Free cookies, lessons and information. Why else do people go to college?
All this and more was offered at the Leadership Seminar in C103 last week on Feb. 21.
Jose “Skip” Sampelayo, advisor of the Rotaract Club, led the seminar as part of the Leadership Institute.
The Leadership Institute sponsors two retreats a year, both of them free of charge. In midwinter, it goes for a day in the cafeteria featuring a guest speaker. Spring quarter includes a four-day retreat at Camp Casey. Both are “open to everyone,” said Sampelayo.
Sampelayo also encourages the workshop students to attend the Students of Color conference, which takes place in Yakima. This event is also free, and applications are available in the Student Programs office.

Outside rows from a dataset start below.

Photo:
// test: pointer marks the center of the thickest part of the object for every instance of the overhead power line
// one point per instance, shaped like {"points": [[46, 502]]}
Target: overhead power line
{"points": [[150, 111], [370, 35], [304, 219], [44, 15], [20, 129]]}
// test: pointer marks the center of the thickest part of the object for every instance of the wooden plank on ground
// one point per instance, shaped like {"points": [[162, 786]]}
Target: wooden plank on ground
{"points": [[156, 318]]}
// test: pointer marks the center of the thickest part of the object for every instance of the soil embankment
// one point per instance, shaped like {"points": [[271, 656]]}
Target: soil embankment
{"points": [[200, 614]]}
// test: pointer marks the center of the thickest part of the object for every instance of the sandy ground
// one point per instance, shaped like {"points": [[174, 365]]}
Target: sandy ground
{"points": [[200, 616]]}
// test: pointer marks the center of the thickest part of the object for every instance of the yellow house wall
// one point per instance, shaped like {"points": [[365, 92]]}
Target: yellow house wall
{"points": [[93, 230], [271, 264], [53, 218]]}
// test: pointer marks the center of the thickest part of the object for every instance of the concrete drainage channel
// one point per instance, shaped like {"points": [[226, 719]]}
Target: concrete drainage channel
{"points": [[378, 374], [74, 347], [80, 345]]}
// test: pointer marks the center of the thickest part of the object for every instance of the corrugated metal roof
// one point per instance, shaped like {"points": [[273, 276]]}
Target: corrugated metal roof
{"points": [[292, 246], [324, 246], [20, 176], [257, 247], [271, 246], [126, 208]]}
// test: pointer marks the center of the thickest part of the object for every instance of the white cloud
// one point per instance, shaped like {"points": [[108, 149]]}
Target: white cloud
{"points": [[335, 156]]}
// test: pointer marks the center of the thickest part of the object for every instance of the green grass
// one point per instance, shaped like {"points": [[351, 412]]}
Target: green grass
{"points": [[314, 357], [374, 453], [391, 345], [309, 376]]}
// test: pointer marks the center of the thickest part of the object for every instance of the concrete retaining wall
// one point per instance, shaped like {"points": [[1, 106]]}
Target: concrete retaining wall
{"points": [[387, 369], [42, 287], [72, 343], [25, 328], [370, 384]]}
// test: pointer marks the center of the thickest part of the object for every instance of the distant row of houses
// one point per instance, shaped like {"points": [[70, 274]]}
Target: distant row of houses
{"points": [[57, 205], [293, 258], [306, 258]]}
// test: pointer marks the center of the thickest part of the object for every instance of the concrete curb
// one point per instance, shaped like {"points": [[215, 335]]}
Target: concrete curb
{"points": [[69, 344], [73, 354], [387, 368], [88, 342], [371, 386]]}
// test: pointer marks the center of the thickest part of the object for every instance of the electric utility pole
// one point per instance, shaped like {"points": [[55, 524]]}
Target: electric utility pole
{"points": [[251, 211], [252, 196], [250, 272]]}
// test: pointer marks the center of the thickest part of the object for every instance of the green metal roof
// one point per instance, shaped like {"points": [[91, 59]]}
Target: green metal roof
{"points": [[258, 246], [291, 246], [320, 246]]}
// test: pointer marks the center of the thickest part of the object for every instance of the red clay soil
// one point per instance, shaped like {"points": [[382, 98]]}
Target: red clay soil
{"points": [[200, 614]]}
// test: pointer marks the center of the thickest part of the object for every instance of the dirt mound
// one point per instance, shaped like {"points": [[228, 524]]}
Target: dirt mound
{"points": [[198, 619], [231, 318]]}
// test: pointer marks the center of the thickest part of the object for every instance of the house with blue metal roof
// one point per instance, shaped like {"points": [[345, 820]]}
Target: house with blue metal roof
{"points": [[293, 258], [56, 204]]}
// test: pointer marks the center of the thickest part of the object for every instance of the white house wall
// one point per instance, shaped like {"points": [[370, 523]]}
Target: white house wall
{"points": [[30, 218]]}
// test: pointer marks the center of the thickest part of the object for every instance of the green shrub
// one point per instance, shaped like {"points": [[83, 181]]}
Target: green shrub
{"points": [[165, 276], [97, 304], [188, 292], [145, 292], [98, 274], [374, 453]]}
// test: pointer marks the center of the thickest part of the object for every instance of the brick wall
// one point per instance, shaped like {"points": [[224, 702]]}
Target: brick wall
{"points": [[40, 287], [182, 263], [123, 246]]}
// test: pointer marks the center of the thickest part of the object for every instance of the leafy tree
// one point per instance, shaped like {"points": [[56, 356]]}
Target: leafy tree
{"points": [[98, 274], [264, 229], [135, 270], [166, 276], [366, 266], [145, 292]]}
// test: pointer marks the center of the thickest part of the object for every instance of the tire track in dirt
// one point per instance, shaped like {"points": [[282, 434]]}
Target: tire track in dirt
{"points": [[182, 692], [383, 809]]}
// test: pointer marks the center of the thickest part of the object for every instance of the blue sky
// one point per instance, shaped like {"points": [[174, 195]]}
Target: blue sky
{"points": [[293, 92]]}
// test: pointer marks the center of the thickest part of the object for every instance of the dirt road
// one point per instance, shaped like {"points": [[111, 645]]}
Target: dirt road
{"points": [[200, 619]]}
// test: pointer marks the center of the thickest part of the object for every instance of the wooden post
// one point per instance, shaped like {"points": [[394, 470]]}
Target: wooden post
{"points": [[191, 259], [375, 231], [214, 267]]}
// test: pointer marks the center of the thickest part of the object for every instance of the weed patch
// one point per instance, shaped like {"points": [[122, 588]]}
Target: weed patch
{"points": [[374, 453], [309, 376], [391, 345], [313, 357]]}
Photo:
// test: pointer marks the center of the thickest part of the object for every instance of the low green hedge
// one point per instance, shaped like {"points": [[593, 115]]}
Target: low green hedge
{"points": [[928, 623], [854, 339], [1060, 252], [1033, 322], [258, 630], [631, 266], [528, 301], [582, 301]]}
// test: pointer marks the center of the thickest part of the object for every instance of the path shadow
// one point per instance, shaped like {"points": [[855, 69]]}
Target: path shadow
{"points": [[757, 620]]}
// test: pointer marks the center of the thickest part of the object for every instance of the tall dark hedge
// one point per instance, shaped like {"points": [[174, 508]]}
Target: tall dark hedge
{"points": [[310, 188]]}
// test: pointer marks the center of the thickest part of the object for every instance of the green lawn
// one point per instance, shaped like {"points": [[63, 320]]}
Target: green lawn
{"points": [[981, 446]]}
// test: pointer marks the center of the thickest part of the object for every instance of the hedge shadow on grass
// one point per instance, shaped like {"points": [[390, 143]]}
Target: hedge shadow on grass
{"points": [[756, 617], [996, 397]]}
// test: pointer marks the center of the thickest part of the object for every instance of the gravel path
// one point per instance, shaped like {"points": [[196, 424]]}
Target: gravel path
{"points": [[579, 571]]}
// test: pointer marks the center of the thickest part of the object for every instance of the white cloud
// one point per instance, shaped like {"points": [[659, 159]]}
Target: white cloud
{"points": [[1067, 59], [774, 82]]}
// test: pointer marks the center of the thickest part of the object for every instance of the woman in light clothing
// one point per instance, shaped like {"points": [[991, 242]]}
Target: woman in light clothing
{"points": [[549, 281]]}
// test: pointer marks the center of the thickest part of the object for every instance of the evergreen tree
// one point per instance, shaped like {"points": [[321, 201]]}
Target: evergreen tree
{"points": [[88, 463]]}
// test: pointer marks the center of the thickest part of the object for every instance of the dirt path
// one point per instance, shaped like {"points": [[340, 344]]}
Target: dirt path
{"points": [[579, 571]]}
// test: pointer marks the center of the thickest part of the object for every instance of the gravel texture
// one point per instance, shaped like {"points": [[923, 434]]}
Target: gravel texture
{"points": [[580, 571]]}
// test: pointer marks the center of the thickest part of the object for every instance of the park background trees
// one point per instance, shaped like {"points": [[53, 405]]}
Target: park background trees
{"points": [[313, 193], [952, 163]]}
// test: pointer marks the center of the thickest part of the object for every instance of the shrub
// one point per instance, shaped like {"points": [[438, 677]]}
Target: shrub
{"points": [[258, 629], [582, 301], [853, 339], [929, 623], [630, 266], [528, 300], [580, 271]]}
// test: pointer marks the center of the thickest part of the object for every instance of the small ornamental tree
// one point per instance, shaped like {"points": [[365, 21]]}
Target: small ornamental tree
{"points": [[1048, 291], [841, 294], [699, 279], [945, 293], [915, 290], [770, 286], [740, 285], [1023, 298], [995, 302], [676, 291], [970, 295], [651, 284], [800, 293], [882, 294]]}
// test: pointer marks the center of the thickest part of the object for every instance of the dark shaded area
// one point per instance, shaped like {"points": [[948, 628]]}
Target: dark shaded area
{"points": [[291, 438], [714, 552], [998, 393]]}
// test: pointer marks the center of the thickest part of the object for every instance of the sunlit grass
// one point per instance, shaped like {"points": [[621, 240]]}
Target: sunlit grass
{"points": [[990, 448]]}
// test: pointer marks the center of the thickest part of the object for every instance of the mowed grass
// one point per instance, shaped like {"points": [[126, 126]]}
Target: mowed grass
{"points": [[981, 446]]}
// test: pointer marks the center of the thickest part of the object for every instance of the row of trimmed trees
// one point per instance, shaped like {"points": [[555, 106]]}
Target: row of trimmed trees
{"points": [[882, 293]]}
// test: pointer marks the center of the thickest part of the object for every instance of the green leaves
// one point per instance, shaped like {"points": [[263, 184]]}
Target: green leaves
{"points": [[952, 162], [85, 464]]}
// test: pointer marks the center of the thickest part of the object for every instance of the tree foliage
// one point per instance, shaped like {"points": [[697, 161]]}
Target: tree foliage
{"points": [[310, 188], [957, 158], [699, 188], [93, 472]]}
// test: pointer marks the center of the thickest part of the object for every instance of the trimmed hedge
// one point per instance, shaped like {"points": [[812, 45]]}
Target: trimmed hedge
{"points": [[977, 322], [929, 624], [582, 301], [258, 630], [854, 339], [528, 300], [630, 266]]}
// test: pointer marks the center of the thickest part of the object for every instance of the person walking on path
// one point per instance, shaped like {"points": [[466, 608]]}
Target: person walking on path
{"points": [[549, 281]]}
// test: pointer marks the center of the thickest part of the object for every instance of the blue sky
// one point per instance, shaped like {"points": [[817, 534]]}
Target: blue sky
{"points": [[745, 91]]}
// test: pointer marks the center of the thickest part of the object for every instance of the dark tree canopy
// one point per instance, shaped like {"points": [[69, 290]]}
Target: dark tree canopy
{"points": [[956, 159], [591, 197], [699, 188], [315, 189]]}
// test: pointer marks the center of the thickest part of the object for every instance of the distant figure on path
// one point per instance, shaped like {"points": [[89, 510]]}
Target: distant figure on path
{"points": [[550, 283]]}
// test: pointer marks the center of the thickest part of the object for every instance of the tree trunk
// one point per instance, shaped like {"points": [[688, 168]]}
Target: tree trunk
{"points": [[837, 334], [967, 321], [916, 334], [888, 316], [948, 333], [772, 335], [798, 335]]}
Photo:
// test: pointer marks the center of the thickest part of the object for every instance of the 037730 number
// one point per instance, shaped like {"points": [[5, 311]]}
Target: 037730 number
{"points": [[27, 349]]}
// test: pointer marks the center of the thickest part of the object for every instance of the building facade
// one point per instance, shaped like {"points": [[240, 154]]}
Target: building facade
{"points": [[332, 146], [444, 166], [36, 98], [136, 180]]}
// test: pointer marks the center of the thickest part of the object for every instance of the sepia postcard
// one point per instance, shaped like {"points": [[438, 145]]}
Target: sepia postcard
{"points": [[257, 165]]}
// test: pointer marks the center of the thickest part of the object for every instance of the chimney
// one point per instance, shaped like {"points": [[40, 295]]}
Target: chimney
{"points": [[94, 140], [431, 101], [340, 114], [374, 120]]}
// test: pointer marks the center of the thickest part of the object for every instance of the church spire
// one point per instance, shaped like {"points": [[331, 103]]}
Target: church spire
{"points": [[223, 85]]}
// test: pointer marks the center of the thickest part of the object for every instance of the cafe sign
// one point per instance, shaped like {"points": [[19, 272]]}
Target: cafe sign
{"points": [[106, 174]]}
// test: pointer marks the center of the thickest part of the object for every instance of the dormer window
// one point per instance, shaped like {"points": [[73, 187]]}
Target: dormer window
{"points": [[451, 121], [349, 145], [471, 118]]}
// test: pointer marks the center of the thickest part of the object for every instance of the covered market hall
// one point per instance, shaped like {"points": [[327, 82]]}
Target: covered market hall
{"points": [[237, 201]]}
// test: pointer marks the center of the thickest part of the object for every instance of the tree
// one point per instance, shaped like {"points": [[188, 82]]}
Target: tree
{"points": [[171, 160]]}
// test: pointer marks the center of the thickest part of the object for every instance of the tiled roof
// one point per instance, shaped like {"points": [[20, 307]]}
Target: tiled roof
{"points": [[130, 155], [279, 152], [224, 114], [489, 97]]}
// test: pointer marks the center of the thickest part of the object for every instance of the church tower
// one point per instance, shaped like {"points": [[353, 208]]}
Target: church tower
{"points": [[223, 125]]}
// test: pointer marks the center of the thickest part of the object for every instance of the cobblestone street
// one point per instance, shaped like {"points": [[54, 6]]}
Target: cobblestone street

The first acronym Sampelayo covered is T.E.A.M.: Together Everyone Achieves More. Students brainstormed words that come to mind with “team,” including collaboration, cooperation, “pooling resources,” sports, success, winning, leaders, goals, responsibility, and accountability.
He referenced Boeing, where he used to work, saying that, “The acronym we used there was R.A.A., for Respect, Accountability, and Authority. Teams generally fail when they don’t understand the importance of this.”
Next covered was the “Force Field Analysis,” which are the restraining and driving forces for teams.
Restraining factors (which were also brainstormed on) included laziness, lack of cohesiveness, poor communication (barriers), a foggy objective, rudeness/disrespect, and discrimination/stereotypes. Driving factors, or those that made a team successful, included clear, achievable goals, commitment, defined roles/responsibilities, balance, and regard for fellow members.
“You can’t make progress if there are two people that can’t get along.”
Sampelayo stressed, though, that differences in ideas are a good thing. Otherwise, what you get is “groupthink”: a phenomenon in which the entire team is forced to think the same way.
Cited as examples of groupthink are debacles in US history: the Bay of Pigs in Cuba, and the Weapons of Mass Destruction (WMD) in Iraq that were never there.
“These teams failed because they refused to entertain the possibility of failing. For teams to work, they need leaders that will ask their team members, ‘What is plan A, B, and Z?’”
Next came the life cycle of a team, which includes orientation, trust, setting shared goals, gaining commitment, assigning roles, planning, performing, and closing.
“Conflict comes when people want to jump from orientation to performing. It really doesn’t work that way.”
Orientation is when team members are told “why they are here,” and it’s used to identify the skills of team members.
Trust is where regard is built for team members. Planning involves project management, for which students can gain a PMI certification at BC. Emphasis is placed on “closing,” which a lot of people forget to do because they don’t feel the need to review what happened with the plan, or they don’t have the need for recognition. Another important part of closing is the importance of celebrating success and learning a lesson from what happened before, especially if the team is going to undergo a new cycle/plan in the future.
A typical seminar, Skip says, has 16 students. This one had six.
The topic of the next seminar, which takes place Tuesday, March 13, is “Getting to Yes: Negotiation and Influence.” It takes place in room C103 at 1:30-2:30 p.m. Students are encouraged to attend.